Ingest limited columns in basic SQL queries
There may not be an existing SQLite parser we can use from Go but for simple queries we can use a PostgreSQL parser, see here for a good one and example of use.
The way this would work is that it would attempt to parse the query. If it can parse the query and the query consists of only syntax that we support, return all fields in the query. Then we pass this list of fields to the SQLiteWriter. If this list is set in the SQLiteWriter then when we write fields to SQLite we only write the ones in this list.
For a first pass I'd suggest supporting:
-
SELECT x FROM {} WHERE y = 1where this returns['x', 'y']
Additional ones that won't be too bad:
-
SELECT COUNT(x) FROM {} WHERE y = 2returns['x', 'y'] -
SELECT x FROM {} GROUP BY zreturns['x', 'z']
Harder but reasonable examples:
-
SELECT a.x FROM {0} a JOIN {1} b ON a.id = b.json_idreturns{'a': ['x', 'id'], 'b': ['json_id']}
Examples this must fail on (this is not a comprehensive list):
-
SELECT x, * FROM {}(because of the star operator -
SELECT x FROM {0} JOIN {1} ON id=json_id(ambiguous where x, id, and json_id come from; also requires supporting different columns for different tables)

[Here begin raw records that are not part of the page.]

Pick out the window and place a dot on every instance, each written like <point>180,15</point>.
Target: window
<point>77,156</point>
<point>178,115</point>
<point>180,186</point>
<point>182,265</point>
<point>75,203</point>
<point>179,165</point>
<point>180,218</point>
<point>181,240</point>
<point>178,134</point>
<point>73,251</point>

This could also be extended to support LIMIT x without an ORDER BY clause to have it ingest only x rows.
Also, this mode must be disabled when -C/--cache is on.
I wouldn't mind have a go at this - I've been doing some initial investigations with the pg_query_go library and I think I can get something together to cover some of the above cases.
Hey @mc-borscht there's a PR open for this https://github.com/multiprocessio/dsq/pull/76 but I got stuck because pg_query_go doesn't build on windows.
If you want, you can pick up that PR and get it working. Although before merging it I wanted to have some benchmarks that show it's actually an improvement.
To deal with pg_query_go not building on windows we could either fix pg_query_go's build process or we could use compile flags in Go to make this feature ignored on Windows.